HertieDataScience / SyllabusAndLectures

Hertie School of Governance Introduction to Collaborative Social Science Data Analysis
MIT License
37 stars 60 forks source link

Scraping a xmlns:py object #61

Open LisaKatharina opened 8 years ago

LisaKatharina commented 8 years ago

Dear everyone,

for one of our variables we would like to scrape data from a map (http://www.zeit.de/gesellschaft/zeitgeschehen/2015-08/fluechtlinge-verteilung-quote#comments, "Asylbewerber pro 1000 Einwohner"). When reading the source code, however, the only code (we think) describing the map looks like this:

 <div class="raw"><div xmlns:py="http://codespeak.net/lxml/objectify/pytype" data-show="lw" class="zg-fluechtlingskarte zon-grafik--map"></div>

When inspecting the object itself, however, we see all the information we need (rgb color code and county ID):

<path style="fill: rgb(153, 158, 166); opacity: 1;" d="M494.9686311787075,234.04792996794185L495.85266159695834,237.22432149242013L494.52661596958205,244.46098455987976L498.9467680608366,245.85665313270965L503.2785171102662,252.19701779778006L510.26235741444884,252.4505103171441L512.2072243346008,255.11161551014175L513.1796577946768,260.81050551289354L511.05798479087457,263.8479768469415L509.1131178707226,273.07868940413937L503.2785171102662,274.0895194373361L500.7148288973385,272.57321852896985L500.53802281368826,280.90873004007335L496.3830798479089,285.45110963114985L490.63688212927786,288.4776941917944L488.2500000000002,292.00702478757376L482.6806083650192,291.88100848292834L481.0009505703424,296.66800412825614L480.735741444867,303.7164529021011L478.7908745247149,306.73500633551157L470.03897338403056,305.35166712508635L466.6796577946769,303.21323183182085L456.95532319391657,296.66800412825614L451.2091254752853,295.53454332546335L450.32509505703445,292.63707164349944L444.40209125475303,287.3428812790198L444.22528517110277,285.32497298992257L447.14258555133097,283.81115253542976L451.03231939163516,276.23703890082106L458.7233840304183,272.0677104054457L462.6131178707227,267.5164599645859L466.7680608365022,269.03387905753607L470.39258555133085,267.2635241340322L468.8897338403042,262.96218674158536L465.97243346007633,263.341825088276L460.49144486692046,257.13843060250565L461.0218631178709,251.69000460999177L464.11596958174925,252.07026801963093L464.38117870722465,248.39350358603133L459.6958174904945,245.98351798444855L463.5855513307987,245.85665313270965L467.12167300380236,241.2879517093843L469.8621673003804,243.4457740950702L472.95627376425864,241.9226759835119L473.57509505703433,237.09729414786943L477.4648288973385,235.19160085533804L479.763307984791,240.1452996297612L483.12262357414465,241.2879517093843L484.36026615969604,236.7161979606699L487.1891634980991,238.8754623667228L492.3165399239547,235.57278199115262L492.1397338403044,231.50575414838386ZM483.6530418250952,237.98643603008622L483.6530418250952,237.98643603008622L483.6530418250952,237.98643603008622Z" id="01053" class="zg-map__area"></path> 

We suspect that it has something to do with python, but googleing the problem was not successful.

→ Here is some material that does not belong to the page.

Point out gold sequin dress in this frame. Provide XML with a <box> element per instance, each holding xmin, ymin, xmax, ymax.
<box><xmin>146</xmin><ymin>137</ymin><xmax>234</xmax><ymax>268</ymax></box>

Ideas, anyone? Thanks for your help!!

christophergandrud commented 8 years ago

Hm, it looks like what is going on is that the map is being generated on the server from some XML object. The code next set of code you give is basically just the instructions for how to draw the map.

One approach might be to try to scrape the content of the tool-tips (the boxes that appear when you hover your mouse of the plot). Though, this might be difficult. As the tool-tip-content tag only includes information for the currently selected region. Hm.

This is going to be a tricky one to scrape.